Mais c’est aussi un signal d’alarme demandant une attention et une vigilance accrues accompagnées d’actions efficaces pour maintenir les acquis et poursuivre la mise en oeuvre effective du droit à l’égalité ainsi qu’une évaluation rigoureuse et périodique des résultats obtenus au Québec, au Canada et à l’international.

 


 

[1] Patrick Fougeyrollas, La funambule, le fi et la toile. Transformations réciproques du sens du handicap, Les Presses de l’Université Laval, (2010), p.315.

[2] Les terminologies variables selon les époques historiques sont utilisées à dessein dans cet article.

[3] Gouvernement du Québec, Le développement. Rapport de la Commission d’enquête sur la santé et le bien-être social, CEBS, Claude Castonguay et Gérard Nepveu, Québec, Éditeur officiel, (1971).

[4] Patrick Fougeyrollas, Le processus de production culturelle du handicap. Contextes sociohistoriques du développement des connaissances dans le champ des différences corporelles et fonctionnelles, Lac-Saint-Charles, CQCIDIH-SCCIDIH, (1995), p. 305.

[5] Loi sur la protection des personnes handicapées, Projet de loi 55, (1975).

[6] Loi assurant l’exercice des droits des personnes handicapées, RLRQ, E-20.1, (1978).

[7] Michael Oliver, “The Politics of Disablement”, Londres, Mac-Millan Press LTD, (1990).

[8] Patrick Fougeyrollas, Normand Boucher et Yan Grenier, Mémoire, action collective et émancipation dans le champ du handicap par Francine Saillant et Ève Lamoureux, InterReconnaissance La mémoire des droits dans le milieu communautaire au Québec, Québec, PUL 143-171, (2018).

[9] Nothing About Us Without Us.

[10] Tom Shakespeare et al. “Defending the Social Model”, Disability and Society, vol 12, N 2, p. 293-300, (1997).

[11] Patrick Fougeyrollas et al. Classification québécoise Processus de production du handicap, Québec, RIPPH, (1998).

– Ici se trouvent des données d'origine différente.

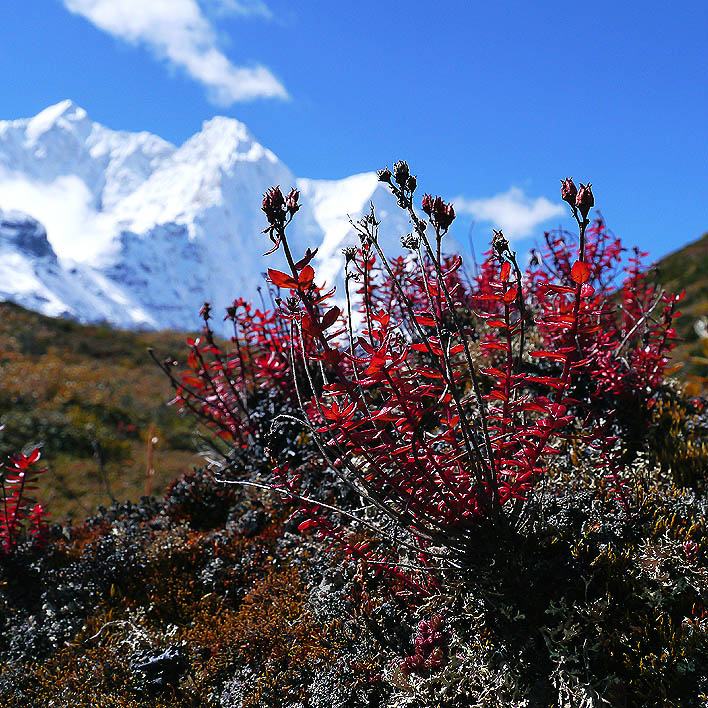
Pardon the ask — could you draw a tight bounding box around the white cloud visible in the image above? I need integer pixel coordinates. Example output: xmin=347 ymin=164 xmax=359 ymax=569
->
xmin=454 ymin=187 xmax=565 ymax=239
xmin=202 ymin=0 xmax=273 ymax=19
xmin=0 ymin=174 xmax=113 ymax=262
xmin=62 ymin=0 xmax=288 ymax=106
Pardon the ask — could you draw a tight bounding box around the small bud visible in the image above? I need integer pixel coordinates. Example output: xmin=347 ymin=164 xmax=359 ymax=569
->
xmin=393 ymin=160 xmax=411 ymax=187
xmin=561 ymin=177 xmax=578 ymax=206
xmin=285 ymin=188 xmax=300 ymax=216
xmin=421 ymin=194 xmax=455 ymax=231
xmin=492 ymin=229 xmax=509 ymax=256
xmin=199 ymin=302 xmax=211 ymax=322
xmin=261 ymin=187 xmax=286 ymax=227
xmin=420 ymin=194 xmax=433 ymax=216
xmin=401 ymin=234 xmax=420 ymax=251
xmin=683 ymin=540 xmax=698 ymax=563
xmin=342 ymin=246 xmax=356 ymax=263
xmin=575 ymin=182 xmax=595 ymax=219
xmin=376 ymin=167 xmax=391 ymax=183
xmin=224 ymin=305 xmax=236 ymax=320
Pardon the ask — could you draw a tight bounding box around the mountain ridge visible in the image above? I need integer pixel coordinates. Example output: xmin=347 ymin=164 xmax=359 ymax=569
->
xmin=0 ymin=100 xmax=408 ymax=330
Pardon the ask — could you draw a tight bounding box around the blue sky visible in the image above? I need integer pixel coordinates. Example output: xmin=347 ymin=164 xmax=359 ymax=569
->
xmin=0 ymin=0 xmax=708 ymax=257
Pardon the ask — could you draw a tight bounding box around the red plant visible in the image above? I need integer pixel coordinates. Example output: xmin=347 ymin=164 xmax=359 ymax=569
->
xmin=0 ymin=450 xmax=48 ymax=554
xmin=167 ymin=169 xmax=676 ymax=579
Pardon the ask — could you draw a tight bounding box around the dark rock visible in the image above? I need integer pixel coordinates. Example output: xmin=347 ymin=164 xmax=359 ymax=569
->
xmin=130 ymin=645 xmax=187 ymax=689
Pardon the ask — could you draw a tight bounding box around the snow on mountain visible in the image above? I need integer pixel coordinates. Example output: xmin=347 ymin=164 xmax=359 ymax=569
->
xmin=0 ymin=101 xmax=408 ymax=329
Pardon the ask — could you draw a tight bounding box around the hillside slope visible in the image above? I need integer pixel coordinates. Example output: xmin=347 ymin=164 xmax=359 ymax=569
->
xmin=657 ymin=233 xmax=708 ymax=376
xmin=0 ymin=303 xmax=198 ymax=520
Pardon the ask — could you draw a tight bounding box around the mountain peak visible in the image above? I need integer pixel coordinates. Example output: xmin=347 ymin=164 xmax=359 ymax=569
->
xmin=26 ymin=99 xmax=88 ymax=142
xmin=187 ymin=116 xmax=278 ymax=164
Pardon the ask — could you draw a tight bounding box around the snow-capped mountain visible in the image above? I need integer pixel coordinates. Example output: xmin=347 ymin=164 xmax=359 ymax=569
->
xmin=0 ymin=101 xmax=409 ymax=329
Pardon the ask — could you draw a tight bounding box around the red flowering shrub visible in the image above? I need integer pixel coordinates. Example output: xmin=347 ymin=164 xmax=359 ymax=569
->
xmin=0 ymin=450 xmax=48 ymax=554
xmin=173 ymin=169 xmax=679 ymax=578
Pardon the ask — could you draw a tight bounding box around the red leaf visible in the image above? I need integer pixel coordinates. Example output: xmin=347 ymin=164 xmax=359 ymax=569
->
xmin=502 ymin=288 xmax=517 ymax=304
xmin=529 ymin=351 xmax=568 ymax=361
xmin=268 ymin=268 xmax=297 ymax=289
xmin=570 ymin=261 xmax=590 ymax=283
xmin=295 ymin=248 xmax=319 ymax=271
xmin=322 ymin=307 xmax=341 ymax=330
xmin=298 ymin=265 xmax=315 ymax=290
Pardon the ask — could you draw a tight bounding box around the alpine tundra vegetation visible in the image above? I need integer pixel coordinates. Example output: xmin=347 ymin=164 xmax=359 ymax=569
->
xmin=0 ymin=167 xmax=708 ymax=708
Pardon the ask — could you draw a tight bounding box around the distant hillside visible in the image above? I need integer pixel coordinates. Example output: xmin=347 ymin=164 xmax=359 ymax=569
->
xmin=657 ymin=233 xmax=708 ymax=376
xmin=0 ymin=302 xmax=199 ymax=520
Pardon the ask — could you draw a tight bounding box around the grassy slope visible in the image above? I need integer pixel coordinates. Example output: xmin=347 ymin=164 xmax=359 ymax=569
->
xmin=0 ymin=234 xmax=708 ymax=519
xmin=657 ymin=233 xmax=708 ymax=376
xmin=0 ymin=302 xmax=198 ymax=520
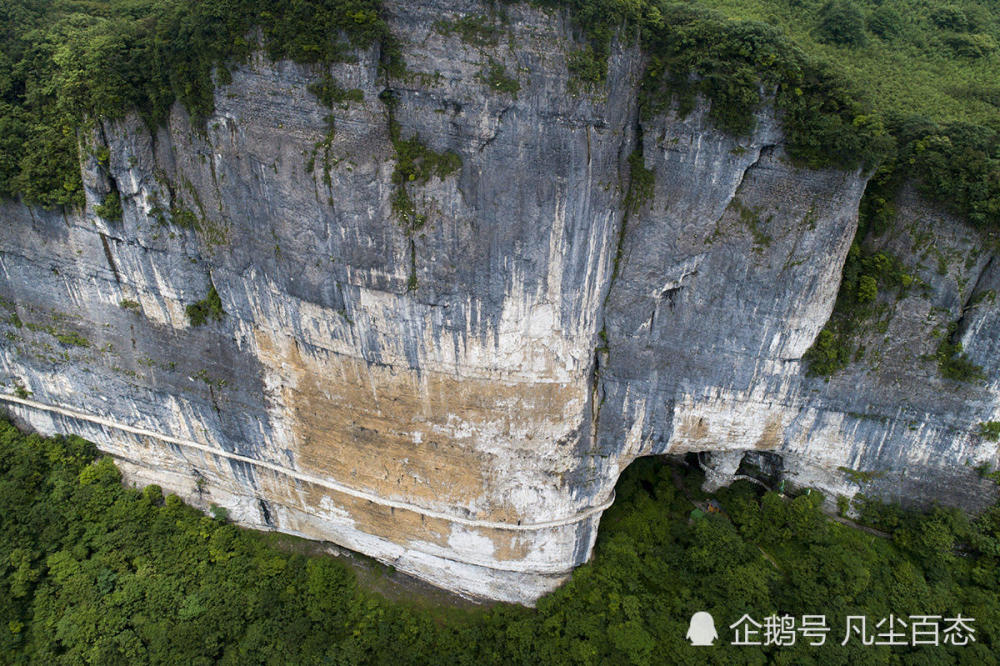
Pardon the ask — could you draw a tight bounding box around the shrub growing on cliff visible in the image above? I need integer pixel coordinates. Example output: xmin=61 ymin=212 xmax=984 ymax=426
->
xmin=0 ymin=421 xmax=1000 ymax=664
xmin=187 ymin=284 xmax=226 ymax=326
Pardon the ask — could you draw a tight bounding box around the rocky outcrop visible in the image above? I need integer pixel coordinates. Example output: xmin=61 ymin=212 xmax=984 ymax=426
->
xmin=0 ymin=0 xmax=998 ymax=603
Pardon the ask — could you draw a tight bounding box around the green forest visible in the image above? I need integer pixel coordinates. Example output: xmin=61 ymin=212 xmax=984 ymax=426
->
xmin=0 ymin=421 xmax=1000 ymax=666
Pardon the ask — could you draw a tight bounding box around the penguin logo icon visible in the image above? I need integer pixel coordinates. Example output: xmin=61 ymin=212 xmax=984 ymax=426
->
xmin=684 ymin=611 xmax=719 ymax=645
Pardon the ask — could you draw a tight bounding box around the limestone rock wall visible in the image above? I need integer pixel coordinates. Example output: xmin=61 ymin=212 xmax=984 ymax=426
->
xmin=0 ymin=0 xmax=1000 ymax=603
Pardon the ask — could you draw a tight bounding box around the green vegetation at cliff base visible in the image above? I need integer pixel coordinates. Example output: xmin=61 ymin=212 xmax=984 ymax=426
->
xmin=0 ymin=421 xmax=1000 ymax=666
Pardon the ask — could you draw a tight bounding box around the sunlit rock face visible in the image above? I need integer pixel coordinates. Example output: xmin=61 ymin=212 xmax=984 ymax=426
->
xmin=0 ymin=0 xmax=1000 ymax=603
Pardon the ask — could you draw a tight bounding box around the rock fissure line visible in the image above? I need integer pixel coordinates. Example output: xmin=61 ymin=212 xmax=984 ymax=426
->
xmin=0 ymin=394 xmax=615 ymax=528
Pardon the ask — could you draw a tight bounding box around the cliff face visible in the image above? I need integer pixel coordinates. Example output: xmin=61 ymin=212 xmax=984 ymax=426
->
xmin=0 ymin=0 xmax=1000 ymax=602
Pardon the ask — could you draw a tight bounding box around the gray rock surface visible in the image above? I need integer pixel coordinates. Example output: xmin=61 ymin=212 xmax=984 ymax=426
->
xmin=0 ymin=0 xmax=1000 ymax=603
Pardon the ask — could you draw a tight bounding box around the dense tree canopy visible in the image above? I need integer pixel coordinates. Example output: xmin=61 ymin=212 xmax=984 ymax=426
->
xmin=0 ymin=421 xmax=1000 ymax=666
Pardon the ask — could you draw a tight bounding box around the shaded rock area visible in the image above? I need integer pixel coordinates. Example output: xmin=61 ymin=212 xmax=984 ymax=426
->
xmin=0 ymin=0 xmax=1000 ymax=603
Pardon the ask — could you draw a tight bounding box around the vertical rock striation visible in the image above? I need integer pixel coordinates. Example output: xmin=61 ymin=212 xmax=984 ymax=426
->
xmin=0 ymin=0 xmax=1000 ymax=603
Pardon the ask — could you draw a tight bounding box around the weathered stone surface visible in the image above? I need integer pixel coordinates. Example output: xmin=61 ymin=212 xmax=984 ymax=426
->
xmin=0 ymin=0 xmax=1000 ymax=603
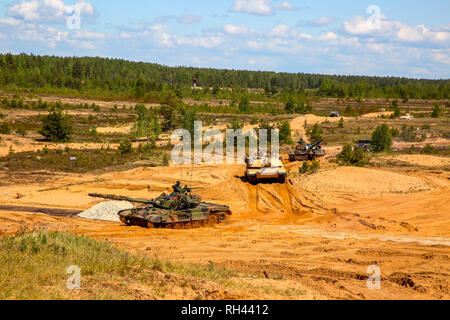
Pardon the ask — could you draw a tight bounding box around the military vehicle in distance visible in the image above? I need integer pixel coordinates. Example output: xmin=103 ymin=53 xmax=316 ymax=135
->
xmin=245 ymin=154 xmax=287 ymax=184
xmin=89 ymin=184 xmax=231 ymax=229
xmin=355 ymin=139 xmax=372 ymax=152
xmin=289 ymin=139 xmax=327 ymax=161
xmin=330 ymin=110 xmax=340 ymax=118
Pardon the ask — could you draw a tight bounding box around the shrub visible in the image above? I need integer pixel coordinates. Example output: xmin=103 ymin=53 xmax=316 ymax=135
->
xmin=431 ymin=103 xmax=442 ymax=118
xmin=0 ymin=122 xmax=11 ymax=134
xmin=336 ymin=145 xmax=369 ymax=167
xmin=422 ymin=143 xmax=439 ymax=154
xmin=231 ymin=118 xmax=244 ymax=130
xmin=39 ymin=108 xmax=73 ymax=142
xmin=238 ymin=95 xmax=250 ymax=113
xmin=119 ymin=139 xmax=133 ymax=154
xmin=400 ymin=125 xmax=418 ymax=142
xmin=371 ymin=124 xmax=392 ymax=152
xmin=306 ymin=123 xmax=323 ymax=141
xmin=16 ymin=126 xmax=27 ymax=137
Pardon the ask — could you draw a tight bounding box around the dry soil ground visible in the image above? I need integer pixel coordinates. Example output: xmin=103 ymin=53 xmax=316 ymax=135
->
xmin=0 ymin=155 xmax=450 ymax=299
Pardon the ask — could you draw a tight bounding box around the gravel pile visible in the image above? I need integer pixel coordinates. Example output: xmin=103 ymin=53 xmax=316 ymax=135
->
xmin=78 ymin=201 xmax=133 ymax=222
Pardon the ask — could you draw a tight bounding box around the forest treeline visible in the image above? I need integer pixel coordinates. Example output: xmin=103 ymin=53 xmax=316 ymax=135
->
xmin=0 ymin=53 xmax=450 ymax=102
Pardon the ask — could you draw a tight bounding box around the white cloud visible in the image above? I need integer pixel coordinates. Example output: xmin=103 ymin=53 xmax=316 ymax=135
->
xmin=274 ymin=1 xmax=297 ymax=11
xmin=269 ymin=24 xmax=292 ymax=38
xmin=8 ymin=0 xmax=95 ymax=23
xmin=177 ymin=14 xmax=203 ymax=24
xmin=297 ymin=17 xmax=337 ymax=28
xmin=223 ymin=24 xmax=248 ymax=35
xmin=319 ymin=31 xmax=337 ymax=40
xmin=175 ymin=36 xmax=224 ymax=48
xmin=342 ymin=15 xmax=450 ymax=46
xmin=230 ymin=0 xmax=297 ymax=16
xmin=72 ymin=30 xmax=108 ymax=40
xmin=230 ymin=0 xmax=273 ymax=15
xmin=0 ymin=18 xmax=21 ymax=27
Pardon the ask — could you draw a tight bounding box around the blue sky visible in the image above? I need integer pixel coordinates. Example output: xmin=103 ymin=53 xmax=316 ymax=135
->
xmin=0 ymin=0 xmax=450 ymax=78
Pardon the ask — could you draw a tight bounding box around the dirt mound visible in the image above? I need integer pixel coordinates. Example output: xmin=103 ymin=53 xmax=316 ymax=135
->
xmin=296 ymin=167 xmax=431 ymax=197
xmin=77 ymin=201 xmax=133 ymax=222
xmin=291 ymin=114 xmax=340 ymax=140
xmin=377 ymin=154 xmax=450 ymax=167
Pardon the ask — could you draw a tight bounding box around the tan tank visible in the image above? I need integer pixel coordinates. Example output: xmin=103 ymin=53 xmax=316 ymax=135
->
xmin=245 ymin=155 xmax=287 ymax=184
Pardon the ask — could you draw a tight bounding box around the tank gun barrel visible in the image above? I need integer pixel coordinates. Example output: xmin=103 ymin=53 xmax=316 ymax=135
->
xmin=89 ymin=193 xmax=156 ymax=205
xmin=311 ymin=139 xmax=324 ymax=149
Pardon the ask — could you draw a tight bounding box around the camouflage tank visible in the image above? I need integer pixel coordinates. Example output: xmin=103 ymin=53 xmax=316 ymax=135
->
xmin=245 ymin=155 xmax=287 ymax=184
xmin=89 ymin=183 xmax=231 ymax=229
xmin=289 ymin=139 xmax=326 ymax=161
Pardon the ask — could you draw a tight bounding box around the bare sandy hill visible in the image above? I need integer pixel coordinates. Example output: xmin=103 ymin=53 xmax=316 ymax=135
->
xmin=374 ymin=154 xmax=450 ymax=167
xmin=294 ymin=167 xmax=431 ymax=198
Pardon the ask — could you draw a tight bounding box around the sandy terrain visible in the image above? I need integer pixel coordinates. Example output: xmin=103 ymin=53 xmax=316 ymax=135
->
xmin=0 ymin=157 xmax=450 ymax=299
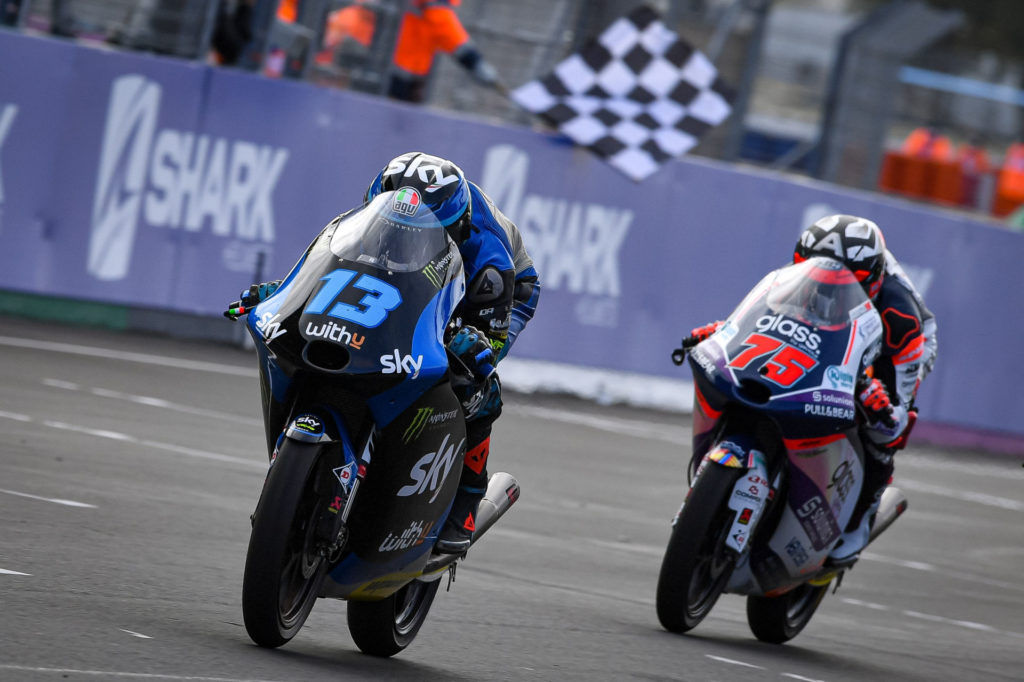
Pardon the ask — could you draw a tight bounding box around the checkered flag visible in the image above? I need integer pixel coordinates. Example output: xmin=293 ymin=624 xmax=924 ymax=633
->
xmin=511 ymin=6 xmax=733 ymax=180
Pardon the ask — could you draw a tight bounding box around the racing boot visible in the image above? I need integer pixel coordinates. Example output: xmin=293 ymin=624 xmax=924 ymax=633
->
xmin=434 ymin=485 xmax=486 ymax=554
xmin=825 ymin=449 xmax=893 ymax=568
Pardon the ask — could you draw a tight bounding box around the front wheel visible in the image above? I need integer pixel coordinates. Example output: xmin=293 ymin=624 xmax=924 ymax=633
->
xmin=348 ymin=581 xmax=441 ymax=656
xmin=242 ymin=439 xmax=327 ymax=647
xmin=656 ymin=463 xmax=742 ymax=633
xmin=746 ymin=582 xmax=831 ymax=644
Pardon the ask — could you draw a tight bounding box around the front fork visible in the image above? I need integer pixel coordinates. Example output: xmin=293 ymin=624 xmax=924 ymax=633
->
xmin=260 ymin=414 xmax=376 ymax=561
xmin=673 ymin=440 xmax=778 ymax=555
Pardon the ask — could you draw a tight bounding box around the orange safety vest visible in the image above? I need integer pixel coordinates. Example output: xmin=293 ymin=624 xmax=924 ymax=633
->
xmin=901 ymin=128 xmax=953 ymax=161
xmin=956 ymin=144 xmax=992 ymax=175
xmin=278 ymin=0 xmax=299 ymax=24
xmin=324 ymin=3 xmax=377 ymax=47
xmin=996 ymin=142 xmax=1024 ymax=203
xmin=392 ymin=0 xmax=469 ymax=77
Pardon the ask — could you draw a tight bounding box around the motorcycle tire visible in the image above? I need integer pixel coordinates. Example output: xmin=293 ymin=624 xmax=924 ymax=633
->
xmin=348 ymin=581 xmax=441 ymax=657
xmin=656 ymin=464 xmax=742 ymax=633
xmin=242 ymin=439 xmax=328 ymax=647
xmin=746 ymin=583 xmax=831 ymax=644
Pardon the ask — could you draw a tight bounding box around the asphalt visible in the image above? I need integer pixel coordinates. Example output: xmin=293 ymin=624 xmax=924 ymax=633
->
xmin=0 ymin=317 xmax=1024 ymax=682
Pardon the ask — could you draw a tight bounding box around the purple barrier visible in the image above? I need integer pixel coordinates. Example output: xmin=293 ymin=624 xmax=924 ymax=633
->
xmin=0 ymin=33 xmax=1024 ymax=435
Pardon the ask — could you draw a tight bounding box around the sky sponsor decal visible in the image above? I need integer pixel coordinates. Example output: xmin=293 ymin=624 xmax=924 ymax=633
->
xmin=380 ymin=348 xmax=423 ymax=379
xmin=398 ymin=434 xmax=466 ymax=502
xmin=87 ymin=74 xmax=289 ymax=281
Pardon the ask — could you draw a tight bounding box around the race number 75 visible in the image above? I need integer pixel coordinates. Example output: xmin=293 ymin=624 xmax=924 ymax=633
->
xmin=726 ymin=332 xmax=818 ymax=388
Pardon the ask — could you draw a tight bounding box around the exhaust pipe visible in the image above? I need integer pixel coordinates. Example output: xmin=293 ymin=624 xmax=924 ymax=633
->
xmin=417 ymin=471 xmax=519 ymax=582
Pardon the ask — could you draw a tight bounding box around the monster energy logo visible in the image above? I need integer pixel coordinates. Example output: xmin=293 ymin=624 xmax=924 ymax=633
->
xmin=423 ymin=251 xmax=455 ymax=289
xmin=401 ymin=408 xmax=459 ymax=444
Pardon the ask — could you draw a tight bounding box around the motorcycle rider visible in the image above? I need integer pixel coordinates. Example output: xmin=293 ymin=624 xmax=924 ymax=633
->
xmin=683 ymin=215 xmax=938 ymax=567
xmin=241 ymin=152 xmax=541 ymax=554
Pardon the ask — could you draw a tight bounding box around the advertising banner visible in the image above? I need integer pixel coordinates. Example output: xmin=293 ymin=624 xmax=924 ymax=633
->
xmin=0 ymin=32 xmax=1024 ymax=434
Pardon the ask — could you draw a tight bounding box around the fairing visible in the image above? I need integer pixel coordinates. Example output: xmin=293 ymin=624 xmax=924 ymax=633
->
xmin=241 ymin=193 xmax=466 ymax=599
xmin=689 ymin=257 xmax=882 ymax=594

[12] Office des personnes handicapées, À part entière, vers un véritable exercice du droit à l’égalité, Gouvernement du Québec, (2009).

[13] ONU, Convention relative aux droits des personnes handicapées (CDPH), New-York, ONU, (2006).

[14] Amartha Sen, Repenser l’inégalité, Seuil, (2000).

[15] Charte des droits et libertés de la personne, RLRQ c. C-12.

[16] Yan Grenier et Patrick Fougeyrollas, Capacitisme, Dictionnaire anthropologique virtuel ANTHROPEN (2020).

[17] Gérald Quinn et Teresa Degener, « Human Rights and Disability », United Nations (2002).

[18] Méthodes industrielles appliquées à la gestion des services aux usagers, telles la méthode Toyota ou Lean.

[19] Le Protocole facultatif de la CDPH récemment ratifié par le Canada et le Québec (2018) permet à une personne handicapée de porter plainte au Comité des Droits de l’Homme de Genève lorsqu’elle a épuisé ses recours au Québec et au Canada.